Она смеется и смотрит на меня ласково. У нее ласковые глаза. Это я заметил сразу. Ничего не заметил, только ласковые глаза. Я знаю, что нравлюсь некоторым женщинам. Правда, недолго. Что-то отпугивает их.

— Он хотел ее подарить... При условии, если повесят табличку о том, кто подарил... Папа был чуточку тщеславным. Особенно в старости. — Она улыбается грустно и ласково.

Он хотел подарить картину музею... Подумайте только — он хотел! В один прекрасный день я мог увидеть свой парусник в Эрмитаже с табличкой: подарок дяди Коли. Проклятье! Я даже не знаю его фамилии. Ее фамилии. Хотя у нее уже давно другая.

— Папа всю жизнь собирал книги и гравюры. Коллекция гравюр у нас изумительная. Ее тоже хотели купить. Для Русского музея, для Музея-квартиры Пушкина. Я вам покажу. Вы оцените.

Я пью кофе, шучу, веду себя как заправский бонвиван. Софья Николаевна мило принимает мою дурацкую трепотню. Мне только этого и надо.

Я страшно не хочу уходить! Моментами, когда я, отрываясь от кофе и светского разговора, пристально гляжу на картину, у меня пропадает ощущение реальности, уши словно забиты ватой. Голос Софьи Николаевны едва доносится до меня. Какой-то неизвестный голландский мастер написал это ночное море, скалы, парусник. И вот уже сотни лет светит единственное окошко на паруснике самым разным людям — хорошим, плохим, «таксебесым», как говорила моя мать.

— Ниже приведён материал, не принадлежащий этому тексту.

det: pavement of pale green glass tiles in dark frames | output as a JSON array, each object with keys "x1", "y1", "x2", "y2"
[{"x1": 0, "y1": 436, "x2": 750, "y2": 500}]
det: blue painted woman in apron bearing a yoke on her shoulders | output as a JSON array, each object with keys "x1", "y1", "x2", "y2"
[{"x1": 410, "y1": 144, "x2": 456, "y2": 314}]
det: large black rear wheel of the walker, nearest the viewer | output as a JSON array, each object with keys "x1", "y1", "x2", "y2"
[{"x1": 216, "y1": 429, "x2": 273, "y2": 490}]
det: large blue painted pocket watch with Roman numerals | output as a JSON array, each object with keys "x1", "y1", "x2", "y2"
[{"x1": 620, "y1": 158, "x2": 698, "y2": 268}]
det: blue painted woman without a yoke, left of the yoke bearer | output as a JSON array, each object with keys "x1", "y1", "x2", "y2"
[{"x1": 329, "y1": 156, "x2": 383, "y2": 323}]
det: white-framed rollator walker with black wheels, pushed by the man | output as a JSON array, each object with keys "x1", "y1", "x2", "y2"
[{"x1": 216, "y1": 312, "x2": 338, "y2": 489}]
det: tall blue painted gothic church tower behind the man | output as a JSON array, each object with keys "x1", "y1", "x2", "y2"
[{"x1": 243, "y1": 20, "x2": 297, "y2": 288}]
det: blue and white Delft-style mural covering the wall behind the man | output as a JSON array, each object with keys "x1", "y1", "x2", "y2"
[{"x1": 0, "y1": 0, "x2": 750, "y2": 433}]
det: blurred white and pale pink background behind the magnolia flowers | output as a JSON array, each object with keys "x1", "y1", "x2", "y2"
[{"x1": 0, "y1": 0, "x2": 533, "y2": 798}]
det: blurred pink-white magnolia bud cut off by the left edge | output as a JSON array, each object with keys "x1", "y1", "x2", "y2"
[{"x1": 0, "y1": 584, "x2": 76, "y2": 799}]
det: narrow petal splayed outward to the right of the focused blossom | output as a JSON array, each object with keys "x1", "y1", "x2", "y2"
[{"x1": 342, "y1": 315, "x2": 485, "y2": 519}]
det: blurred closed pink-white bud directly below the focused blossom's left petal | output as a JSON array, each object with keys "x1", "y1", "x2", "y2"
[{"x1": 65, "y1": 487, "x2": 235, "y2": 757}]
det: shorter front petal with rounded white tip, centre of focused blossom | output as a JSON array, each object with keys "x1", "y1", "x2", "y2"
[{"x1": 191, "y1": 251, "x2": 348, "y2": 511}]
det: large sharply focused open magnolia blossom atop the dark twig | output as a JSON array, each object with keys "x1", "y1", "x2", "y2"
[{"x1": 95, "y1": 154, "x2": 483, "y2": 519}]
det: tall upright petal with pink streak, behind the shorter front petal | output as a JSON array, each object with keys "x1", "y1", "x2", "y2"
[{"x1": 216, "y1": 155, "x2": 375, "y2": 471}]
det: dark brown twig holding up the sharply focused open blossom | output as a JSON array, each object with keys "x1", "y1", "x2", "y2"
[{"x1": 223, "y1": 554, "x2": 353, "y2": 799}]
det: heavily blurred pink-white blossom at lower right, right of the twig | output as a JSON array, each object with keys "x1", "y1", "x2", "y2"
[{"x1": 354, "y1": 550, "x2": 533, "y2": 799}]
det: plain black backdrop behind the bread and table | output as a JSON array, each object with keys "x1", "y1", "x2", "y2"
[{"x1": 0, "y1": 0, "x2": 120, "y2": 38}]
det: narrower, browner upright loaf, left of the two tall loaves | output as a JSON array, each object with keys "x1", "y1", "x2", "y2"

Почему так несправедливо устроен мир — эта красивая женщина с добрыми глазами показывает мне нашу — мою! — картину, с моим парусником, и я жалкой болтовней пытаюсь продлить свое пребывание рядом со своей картиной.

А я не лукавлю? Тридцать лет я прожил без нее и, если бы не случай, никогда не увидел. Может быть, мне не хочется уходить из-за добрых темно-карих глаз Софьи Николаевны, Сони. Нет, это было бы несправедливо перед памятью матери — остаться. Она умерла из-за этой картины, а я мило болтаю с хозяйкой.